How many managers or directors should have a company? Decide wisely and be clear about the terms of that decision…
When a new business is formed, entrepreneurs ask attorneys: “how many directors should I have?”. Others may also ask: “since this is a single-owner company do I need directors or managers?”. The reality is that if you want to look professional and trustworthy before customers, investors, and strategic partners, you should have a board of directors or at least a clear structure of corporate governance. If you have a single-owner company, you can have a single-member board.
Corporate governance speaks of the company’s organizational structure, where decisions are made after consideration of benefits and costs, advantages and disadvantages, and the company’s policies. Corporate governance exists for purposes of transparency, security, diligence.

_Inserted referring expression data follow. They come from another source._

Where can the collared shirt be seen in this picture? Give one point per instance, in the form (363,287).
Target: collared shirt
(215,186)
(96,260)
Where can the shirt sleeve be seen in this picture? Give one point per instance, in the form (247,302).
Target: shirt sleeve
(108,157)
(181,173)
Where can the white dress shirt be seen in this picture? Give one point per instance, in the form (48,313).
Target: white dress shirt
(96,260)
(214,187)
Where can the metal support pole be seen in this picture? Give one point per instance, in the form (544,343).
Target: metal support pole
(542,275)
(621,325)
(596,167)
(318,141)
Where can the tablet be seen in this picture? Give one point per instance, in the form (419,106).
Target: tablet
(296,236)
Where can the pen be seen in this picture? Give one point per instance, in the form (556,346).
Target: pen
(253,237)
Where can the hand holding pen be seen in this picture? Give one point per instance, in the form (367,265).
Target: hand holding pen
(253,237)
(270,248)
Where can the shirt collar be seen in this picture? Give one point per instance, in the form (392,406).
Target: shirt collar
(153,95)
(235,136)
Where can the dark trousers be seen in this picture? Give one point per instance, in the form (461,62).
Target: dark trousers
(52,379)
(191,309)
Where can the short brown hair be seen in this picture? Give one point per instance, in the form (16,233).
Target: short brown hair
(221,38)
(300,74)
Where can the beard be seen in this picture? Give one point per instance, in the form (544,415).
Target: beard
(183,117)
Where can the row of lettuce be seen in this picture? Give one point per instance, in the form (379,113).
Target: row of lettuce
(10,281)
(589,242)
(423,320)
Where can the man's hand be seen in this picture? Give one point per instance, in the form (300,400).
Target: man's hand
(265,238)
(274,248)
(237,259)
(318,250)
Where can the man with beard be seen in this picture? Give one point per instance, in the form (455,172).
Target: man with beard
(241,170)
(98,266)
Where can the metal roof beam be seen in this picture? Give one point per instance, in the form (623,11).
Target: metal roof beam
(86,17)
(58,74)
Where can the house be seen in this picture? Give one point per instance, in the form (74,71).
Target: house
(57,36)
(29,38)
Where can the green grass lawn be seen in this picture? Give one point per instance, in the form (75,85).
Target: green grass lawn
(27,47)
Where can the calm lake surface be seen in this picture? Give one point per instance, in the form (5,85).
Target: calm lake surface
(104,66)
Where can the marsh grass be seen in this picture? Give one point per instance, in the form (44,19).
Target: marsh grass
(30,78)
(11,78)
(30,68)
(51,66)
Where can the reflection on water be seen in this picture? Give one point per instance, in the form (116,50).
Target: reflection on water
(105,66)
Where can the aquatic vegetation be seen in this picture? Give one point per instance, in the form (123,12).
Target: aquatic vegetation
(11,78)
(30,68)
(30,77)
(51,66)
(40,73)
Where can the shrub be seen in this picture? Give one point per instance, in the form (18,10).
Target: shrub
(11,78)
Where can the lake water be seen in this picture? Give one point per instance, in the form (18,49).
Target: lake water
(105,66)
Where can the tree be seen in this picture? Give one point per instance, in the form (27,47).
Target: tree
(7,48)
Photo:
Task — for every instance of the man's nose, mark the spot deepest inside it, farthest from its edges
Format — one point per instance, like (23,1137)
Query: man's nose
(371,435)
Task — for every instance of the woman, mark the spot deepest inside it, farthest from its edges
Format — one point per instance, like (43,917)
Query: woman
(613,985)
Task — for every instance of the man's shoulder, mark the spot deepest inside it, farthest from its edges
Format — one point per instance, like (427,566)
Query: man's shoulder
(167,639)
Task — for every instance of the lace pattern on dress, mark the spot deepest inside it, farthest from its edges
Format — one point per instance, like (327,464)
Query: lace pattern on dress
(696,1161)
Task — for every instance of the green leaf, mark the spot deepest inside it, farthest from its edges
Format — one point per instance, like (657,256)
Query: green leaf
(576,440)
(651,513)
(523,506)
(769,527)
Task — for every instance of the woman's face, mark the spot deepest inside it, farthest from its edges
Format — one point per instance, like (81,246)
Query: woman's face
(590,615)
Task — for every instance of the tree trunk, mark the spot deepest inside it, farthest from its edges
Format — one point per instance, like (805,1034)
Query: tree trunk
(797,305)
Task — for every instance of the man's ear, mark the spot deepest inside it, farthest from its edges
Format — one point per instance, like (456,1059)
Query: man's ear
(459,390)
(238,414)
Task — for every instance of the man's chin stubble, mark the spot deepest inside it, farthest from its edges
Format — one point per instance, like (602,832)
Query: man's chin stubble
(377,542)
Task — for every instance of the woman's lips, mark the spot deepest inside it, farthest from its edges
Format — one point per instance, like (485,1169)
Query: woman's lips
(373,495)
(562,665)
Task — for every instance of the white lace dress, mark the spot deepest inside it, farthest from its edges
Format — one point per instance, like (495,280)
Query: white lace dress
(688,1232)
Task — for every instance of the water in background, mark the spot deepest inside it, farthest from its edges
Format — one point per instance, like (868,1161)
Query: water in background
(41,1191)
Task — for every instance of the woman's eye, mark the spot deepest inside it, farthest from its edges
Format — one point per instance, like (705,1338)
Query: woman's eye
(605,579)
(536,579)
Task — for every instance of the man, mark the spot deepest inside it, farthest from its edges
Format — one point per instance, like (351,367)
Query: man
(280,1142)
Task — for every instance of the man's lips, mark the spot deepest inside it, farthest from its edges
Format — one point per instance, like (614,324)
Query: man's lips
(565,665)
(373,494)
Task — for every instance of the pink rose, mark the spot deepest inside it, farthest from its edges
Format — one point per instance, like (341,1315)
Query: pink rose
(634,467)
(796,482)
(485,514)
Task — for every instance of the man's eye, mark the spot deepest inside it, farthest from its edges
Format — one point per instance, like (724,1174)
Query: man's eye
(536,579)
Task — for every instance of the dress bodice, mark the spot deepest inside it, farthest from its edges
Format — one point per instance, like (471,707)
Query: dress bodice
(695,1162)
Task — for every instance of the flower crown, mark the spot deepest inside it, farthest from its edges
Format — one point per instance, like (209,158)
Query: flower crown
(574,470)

Regarding the number of members that a board of directors or managers should have, it is always better to have an odd number to avoid deadlock. Deadlock is the circumstance where two directors or managers do not agree regarding the company’s relevant decisions, and there is no third member to serve as a tie-breaker. Even companies with only one member should consider having a team of managers or directors. The idea is to give the company a clear structure, promote the discussion of decisions, and demonstrate diligence.
What would happen if the only member of the company is another entity?
Whether the company has one or more members having an odd number of managers or directors is always the best. If a company has a single owner, and that owner is another entity with several owners or directors, one must understand how that entity makes decisions. If the owner of a company (Company A) is another company (Company B), it is important to understand that Company B as the single owner of Company A, makes all decisions through the persons that manage it. This means that a board of directors or the managers of Company B will decide the course of Company A. In this case, Company B may want to have an odd number of directors or officers to avoid a deadlock. In the end, what matters is the number of human beings deciding the destiny of the company.